Breaking Down the B2B Customer Stereotypes

  • Too rural – I grew up in a town of 2,200 people and no stop lights in the whole county. It doesn’t get more rural than that. Guess what? Everyone I know is online. When you know actual people in these areas instead of stereotyping, it’s pretty clear this is not a valid argument.
  • Too old – I never thought my mom would get online, let alone my grandma. Both now use Facebook regularly and are on Instagram too. Pictures of their grandkids online got them started, and they never looked back. I’m guessing everyone reading this has similar experiences.
  • Don’t like technology – There is some overlap with the “too old” excuse here, but how many people said they’d never have a cell phone? Then, they’d never send a text. Then, they’d never be on Facebook. I bet you know a lot of people who said those things. Did they cave? I bet most did. I also bet a lot of them now send emojis regularly and are even on Snapchat.
  • Don’t care about rewards – Are they human? Then there’s a good chance they’ll like free stuff. Try it. Think of a human you know. Do they like free stuff?
  • Too boring for gamification to work – I started my career as a CPA. I still work with lots of fellow accounting nerds. Big surprise here, many of us (like other “boring” professionals) are extremely competitive. We want our name on the top of the leaderboard.
  • Product isn’t exciting enough for advocacy – Do you add value to your clients? Does your product save them time and/or money? If so, they like you and will help tell your story. If not, find a new company to work for because you’re not going to retain many clients.

B2B Customers Are People

When we stop stereotyping and actually think of our customer (or prospect) as a person, it becomes clear how stupid these excuses are. It also makes it easier to uncover their pain points and show them how your product/service can add value.
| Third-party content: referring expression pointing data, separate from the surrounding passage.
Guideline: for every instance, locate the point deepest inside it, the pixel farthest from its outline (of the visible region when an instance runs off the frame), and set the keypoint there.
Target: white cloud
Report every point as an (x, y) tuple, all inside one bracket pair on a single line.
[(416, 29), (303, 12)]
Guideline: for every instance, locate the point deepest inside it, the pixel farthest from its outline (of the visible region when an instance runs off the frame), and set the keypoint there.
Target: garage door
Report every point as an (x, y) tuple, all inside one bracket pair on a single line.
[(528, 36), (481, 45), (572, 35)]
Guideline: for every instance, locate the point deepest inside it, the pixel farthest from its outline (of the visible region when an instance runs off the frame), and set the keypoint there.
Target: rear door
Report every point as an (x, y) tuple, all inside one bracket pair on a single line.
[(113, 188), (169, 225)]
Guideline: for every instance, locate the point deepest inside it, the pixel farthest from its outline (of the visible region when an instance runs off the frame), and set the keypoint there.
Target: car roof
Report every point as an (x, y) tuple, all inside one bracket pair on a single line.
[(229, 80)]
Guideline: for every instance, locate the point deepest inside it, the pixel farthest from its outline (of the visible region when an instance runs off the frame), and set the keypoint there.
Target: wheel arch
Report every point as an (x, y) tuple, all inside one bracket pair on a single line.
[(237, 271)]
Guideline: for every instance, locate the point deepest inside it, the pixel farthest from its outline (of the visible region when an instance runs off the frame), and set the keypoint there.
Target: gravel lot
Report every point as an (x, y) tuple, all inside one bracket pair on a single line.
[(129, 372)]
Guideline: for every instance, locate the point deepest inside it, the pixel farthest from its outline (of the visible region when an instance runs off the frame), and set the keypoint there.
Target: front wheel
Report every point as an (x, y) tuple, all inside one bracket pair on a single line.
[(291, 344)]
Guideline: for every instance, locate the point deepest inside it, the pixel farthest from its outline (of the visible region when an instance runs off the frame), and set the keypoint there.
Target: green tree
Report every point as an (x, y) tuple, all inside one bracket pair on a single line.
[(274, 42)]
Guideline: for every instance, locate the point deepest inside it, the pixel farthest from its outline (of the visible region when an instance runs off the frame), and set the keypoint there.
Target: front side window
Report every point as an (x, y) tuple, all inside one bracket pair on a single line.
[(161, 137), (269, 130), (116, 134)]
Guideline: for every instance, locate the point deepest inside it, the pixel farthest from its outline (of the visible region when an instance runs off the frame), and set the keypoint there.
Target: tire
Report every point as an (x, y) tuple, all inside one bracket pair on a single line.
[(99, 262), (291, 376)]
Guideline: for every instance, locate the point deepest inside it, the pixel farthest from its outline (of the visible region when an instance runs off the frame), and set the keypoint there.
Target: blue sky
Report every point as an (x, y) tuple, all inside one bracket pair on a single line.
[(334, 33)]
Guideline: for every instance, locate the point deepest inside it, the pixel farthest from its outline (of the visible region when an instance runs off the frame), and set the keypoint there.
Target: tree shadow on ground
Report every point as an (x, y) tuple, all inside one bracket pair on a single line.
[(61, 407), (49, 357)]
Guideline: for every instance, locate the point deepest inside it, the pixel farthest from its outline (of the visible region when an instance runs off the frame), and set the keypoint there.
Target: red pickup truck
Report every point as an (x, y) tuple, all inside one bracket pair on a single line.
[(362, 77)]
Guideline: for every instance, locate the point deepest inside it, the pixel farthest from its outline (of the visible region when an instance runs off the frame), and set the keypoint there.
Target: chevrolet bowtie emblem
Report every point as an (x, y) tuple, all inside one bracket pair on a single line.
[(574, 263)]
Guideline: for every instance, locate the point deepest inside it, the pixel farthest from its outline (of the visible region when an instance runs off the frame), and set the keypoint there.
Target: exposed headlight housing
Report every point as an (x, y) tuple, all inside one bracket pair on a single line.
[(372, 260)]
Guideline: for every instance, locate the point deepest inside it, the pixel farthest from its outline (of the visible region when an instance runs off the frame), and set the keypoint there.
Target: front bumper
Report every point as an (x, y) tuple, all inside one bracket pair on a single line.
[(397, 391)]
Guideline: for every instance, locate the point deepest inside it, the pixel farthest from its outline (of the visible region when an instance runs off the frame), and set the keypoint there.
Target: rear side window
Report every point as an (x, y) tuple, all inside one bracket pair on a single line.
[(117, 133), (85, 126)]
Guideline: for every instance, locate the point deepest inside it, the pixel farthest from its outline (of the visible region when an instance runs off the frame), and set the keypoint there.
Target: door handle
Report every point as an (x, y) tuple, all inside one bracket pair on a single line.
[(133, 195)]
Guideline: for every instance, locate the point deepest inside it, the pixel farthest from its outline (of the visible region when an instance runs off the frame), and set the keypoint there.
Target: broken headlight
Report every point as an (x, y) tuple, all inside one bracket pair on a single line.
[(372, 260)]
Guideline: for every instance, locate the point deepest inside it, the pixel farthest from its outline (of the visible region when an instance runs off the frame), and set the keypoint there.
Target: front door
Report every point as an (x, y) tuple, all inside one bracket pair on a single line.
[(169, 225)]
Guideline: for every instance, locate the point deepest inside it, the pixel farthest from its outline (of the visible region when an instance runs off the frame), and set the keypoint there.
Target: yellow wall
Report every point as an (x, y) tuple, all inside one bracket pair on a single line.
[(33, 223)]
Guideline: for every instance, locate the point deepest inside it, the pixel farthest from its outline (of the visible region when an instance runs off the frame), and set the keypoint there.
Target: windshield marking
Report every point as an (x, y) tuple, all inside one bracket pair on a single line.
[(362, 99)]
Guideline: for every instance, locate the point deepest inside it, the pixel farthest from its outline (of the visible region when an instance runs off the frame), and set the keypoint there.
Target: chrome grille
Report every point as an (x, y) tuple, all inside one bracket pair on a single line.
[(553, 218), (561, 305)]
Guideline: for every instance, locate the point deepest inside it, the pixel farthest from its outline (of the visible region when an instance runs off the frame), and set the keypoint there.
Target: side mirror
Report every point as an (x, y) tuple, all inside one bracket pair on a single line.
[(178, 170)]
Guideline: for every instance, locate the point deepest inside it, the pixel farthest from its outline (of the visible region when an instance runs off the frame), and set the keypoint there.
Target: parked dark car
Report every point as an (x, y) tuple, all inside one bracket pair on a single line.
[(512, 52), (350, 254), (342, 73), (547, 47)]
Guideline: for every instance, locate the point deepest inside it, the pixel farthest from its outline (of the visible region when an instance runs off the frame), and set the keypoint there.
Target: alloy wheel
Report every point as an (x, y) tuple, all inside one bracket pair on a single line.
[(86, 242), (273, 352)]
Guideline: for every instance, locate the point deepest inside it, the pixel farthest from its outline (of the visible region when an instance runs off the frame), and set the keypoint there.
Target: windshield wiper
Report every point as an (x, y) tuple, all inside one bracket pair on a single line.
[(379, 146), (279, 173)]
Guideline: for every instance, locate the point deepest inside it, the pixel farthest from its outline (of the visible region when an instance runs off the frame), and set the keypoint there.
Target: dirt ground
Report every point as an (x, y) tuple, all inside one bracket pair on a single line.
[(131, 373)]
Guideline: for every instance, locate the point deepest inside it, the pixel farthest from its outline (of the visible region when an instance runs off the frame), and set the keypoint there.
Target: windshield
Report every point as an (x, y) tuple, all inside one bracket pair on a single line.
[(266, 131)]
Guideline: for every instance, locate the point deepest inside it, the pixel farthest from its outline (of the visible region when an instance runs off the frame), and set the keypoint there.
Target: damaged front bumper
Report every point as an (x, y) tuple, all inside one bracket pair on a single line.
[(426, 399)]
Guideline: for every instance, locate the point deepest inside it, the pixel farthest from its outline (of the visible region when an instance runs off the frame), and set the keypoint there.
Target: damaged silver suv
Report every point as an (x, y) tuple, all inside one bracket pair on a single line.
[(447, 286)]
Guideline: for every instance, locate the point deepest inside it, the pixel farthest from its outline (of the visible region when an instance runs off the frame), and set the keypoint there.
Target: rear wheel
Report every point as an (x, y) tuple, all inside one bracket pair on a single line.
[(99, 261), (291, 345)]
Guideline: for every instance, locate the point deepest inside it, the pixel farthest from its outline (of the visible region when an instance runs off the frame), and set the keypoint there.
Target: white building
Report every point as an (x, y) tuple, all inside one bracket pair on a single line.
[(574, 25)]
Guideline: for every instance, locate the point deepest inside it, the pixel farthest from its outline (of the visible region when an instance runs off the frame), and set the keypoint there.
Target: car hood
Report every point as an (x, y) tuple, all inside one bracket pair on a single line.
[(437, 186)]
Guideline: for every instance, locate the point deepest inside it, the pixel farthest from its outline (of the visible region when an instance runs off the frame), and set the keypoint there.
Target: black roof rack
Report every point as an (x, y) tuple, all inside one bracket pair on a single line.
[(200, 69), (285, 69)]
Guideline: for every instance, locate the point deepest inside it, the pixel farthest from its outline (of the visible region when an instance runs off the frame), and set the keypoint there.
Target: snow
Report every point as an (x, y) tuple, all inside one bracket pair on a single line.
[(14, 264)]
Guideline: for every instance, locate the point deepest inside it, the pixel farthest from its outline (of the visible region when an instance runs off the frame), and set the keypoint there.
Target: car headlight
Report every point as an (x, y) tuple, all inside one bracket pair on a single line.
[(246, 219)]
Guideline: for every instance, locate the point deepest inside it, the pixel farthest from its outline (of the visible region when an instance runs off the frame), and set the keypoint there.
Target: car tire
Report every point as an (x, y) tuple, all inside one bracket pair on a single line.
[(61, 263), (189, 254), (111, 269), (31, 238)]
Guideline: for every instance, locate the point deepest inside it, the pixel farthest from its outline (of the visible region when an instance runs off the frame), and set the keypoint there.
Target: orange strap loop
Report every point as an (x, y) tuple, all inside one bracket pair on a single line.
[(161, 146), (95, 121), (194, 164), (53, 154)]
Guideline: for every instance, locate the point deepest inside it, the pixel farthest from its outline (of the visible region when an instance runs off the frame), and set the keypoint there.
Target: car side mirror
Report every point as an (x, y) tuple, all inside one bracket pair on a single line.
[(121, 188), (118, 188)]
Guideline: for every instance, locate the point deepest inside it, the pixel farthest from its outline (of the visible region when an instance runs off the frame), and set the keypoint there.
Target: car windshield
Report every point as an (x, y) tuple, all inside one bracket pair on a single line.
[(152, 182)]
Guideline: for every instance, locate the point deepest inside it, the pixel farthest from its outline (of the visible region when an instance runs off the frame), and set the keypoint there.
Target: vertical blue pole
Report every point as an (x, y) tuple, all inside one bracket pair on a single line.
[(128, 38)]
Obviously, there are exceptions. When dealing with people, there are no absolutes. I think it’s human nature to first think of the people that won’t do something rather than the ones that will. Some people really don’t like technology. Some people don’t like fun. Some people even cheer for the Bears over the Packers. That’s okay. You’re not going to be able to convert everyone, and luckily you don’t need to.

It all comes down to whether you feel enough of your customers will participate and find value. When you think of them first as a person, this becomes an easy exercise.

(Bonus common sense tip – actually talk to them about it. Third party research is good and surveys can help, but there is nothing like actually having a conversation with your customers.)